For step one, I created the following method to generate a list which models a spin based on the number of symbols that the machine has. A typical slot machine might display three spinning reels with about 20 symbols, but for simplicity’s sake, lets model a single reel, eg: [7, 7, 7]:

def spin_machine(symbols_amount: int) -> list[int]:
    spin = (list(np.random.randint(low=1, high=symbols_amount+1, size=3)))
    return spin

Although spin_machine resembles a pure function, it is actually impure because given the same inputs it returns a different list each time its called because of .randint. Impure functions are hard to avoid in certain cases as things like saving to a database inherently generates a side effect, but we try to keep them at the boundaries of our programs whenever possible.

The next step is to check the output of the spin. To do so, we’ll first create an enum called SpinState with four possible states:

class SpinState(Enum):
    START = 0
    JACKPOT = 1
    TWO_OF_A_KIND = 2
    LOSS = 3

To check for a win condition, we’ll create a pure function which returns a SpinState given a spin:

def win_condition_check(spin: list[int]) -> SpinState:
    if len(set(spin)) < 2:
        return SpinState.JACKPOT
    elif len(spin) != len(set(spin)):
        return SpinState.TWO_OF_A_KIND
    else:
        return SpinState.LOSS

There is a few things to make note of here. Firstly, this is an example of an if expression and not an if statement, because all paths evaluate to a value (SpinState). In imperative programming we might handle some but not all of the branches, or return different types for different branches, both of which mean that we can’t guarantee the method will resolve to a value.

Now we’ll need a way to simulate the game until the win condition (SpinState.JACKPOT) is reached.

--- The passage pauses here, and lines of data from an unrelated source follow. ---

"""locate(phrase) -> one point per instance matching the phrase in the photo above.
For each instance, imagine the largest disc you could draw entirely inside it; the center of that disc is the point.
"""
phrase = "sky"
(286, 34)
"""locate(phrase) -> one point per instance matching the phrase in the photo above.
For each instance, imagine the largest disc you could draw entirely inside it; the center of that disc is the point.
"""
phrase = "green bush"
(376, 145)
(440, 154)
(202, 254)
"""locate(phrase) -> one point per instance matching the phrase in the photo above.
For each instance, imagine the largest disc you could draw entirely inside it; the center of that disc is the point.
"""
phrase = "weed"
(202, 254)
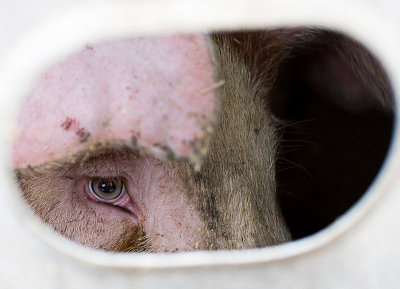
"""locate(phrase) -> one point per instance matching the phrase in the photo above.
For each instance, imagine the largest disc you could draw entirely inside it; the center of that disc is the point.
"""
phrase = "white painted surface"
(359, 251)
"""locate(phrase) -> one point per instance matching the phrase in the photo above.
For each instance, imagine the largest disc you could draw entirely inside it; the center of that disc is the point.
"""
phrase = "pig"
(102, 162)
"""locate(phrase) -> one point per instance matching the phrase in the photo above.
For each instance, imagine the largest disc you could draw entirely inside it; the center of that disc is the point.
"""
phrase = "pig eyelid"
(100, 189)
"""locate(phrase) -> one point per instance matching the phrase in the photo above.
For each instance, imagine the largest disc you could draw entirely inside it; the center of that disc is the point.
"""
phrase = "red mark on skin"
(68, 123)
(81, 132)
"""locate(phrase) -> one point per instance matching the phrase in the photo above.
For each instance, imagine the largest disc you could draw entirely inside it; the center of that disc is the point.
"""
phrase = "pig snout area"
(102, 125)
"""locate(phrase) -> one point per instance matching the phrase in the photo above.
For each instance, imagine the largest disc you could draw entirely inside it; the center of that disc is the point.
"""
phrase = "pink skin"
(158, 90)
(155, 89)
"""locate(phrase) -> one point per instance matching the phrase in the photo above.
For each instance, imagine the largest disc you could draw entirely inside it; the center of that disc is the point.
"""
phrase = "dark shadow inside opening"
(330, 151)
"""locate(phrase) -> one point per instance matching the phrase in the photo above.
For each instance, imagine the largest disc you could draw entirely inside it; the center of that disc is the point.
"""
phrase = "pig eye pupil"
(106, 189)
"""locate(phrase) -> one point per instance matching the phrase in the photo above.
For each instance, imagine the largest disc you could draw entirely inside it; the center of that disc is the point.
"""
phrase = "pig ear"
(335, 69)
(337, 107)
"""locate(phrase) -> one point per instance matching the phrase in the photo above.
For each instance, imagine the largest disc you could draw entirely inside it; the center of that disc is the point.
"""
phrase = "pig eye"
(106, 189)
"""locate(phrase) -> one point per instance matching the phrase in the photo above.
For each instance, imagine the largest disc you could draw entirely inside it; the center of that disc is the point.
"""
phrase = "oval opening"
(330, 149)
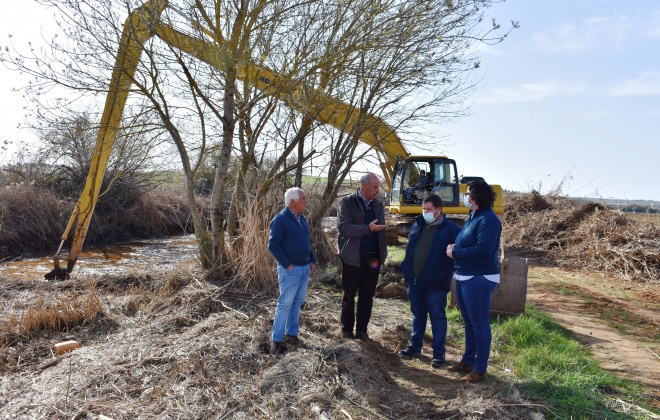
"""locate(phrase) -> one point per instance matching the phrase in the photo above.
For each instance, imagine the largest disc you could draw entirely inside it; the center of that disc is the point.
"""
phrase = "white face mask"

In order to do so, we’re going to create a recursive method which uses accumulators to manage state in a functional way:

def game_simulation(spin_result: SpinState, jackpot_count: int, two_of_a_kind_count: int) -> (SpinState, int, int):
    wheel_spin = spin_machine(20)
    spin_result = win_condition_check(wheel_spin)

    if spin_result == SpinState.JACKPOT:
        return spin_result, jackpot_count, two_of_a_kind_count
    elif spin_result == SpinState.TWO_OF_A_KIND:
        return game_simulation(spin_result, jackpot_count + 1, two_of_a_kind_count + 1)
    elif spin_result == SpinState.START:
        return game_simulation(spin_result, jackpot_count, two_of_a_kind_count)
    else:
        new_spin = SpinState.LOSS
        return game_simulation(new_spin, jackpot_count + 1, two_of_a_kind_count)

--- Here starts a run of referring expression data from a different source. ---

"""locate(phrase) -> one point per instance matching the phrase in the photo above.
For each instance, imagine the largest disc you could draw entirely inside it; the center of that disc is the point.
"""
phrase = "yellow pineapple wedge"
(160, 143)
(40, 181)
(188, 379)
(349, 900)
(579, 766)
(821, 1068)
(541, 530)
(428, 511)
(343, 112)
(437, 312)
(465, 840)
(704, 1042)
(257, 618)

Inside the game_simulation function, we have another if expression which returns a triple once the jackpot is hit, otherwise it makes a recursive function call while incrementing our jackpot_count and two_of_a_kind_count accumulators. Once the jackpot is hit, we can get the values we want from the triple. Let’s try the slot machine in the entrypoint now:

if __name__ == '__main__':

    # Pass the initial states to the game_simulation.
    game_round = game_simulation(SpinState.START, 0, 0)

    print(f"Jackpot!\nNumber of spins to hit the jackpot: {game_round[1]}\nNumber of two of a kinds hit: {game_round[2]}")

Success!

Notice how our slot machine was made by applying and composing functions, and passing values from one function to another (as opposed to keeping a global state). We also avoid modifying state which can help eliminate deadlocks when paralellizing code.

When I first began learning functional programming after becoming familiar with OOP, I found it difficult to wrap my head around how I could model things without resorting to the familiar OOP design patterns. However, as time progressed I began to see how smaller groups of pure functions can be chained together to create elegant easily testable programs, and I hope you can too!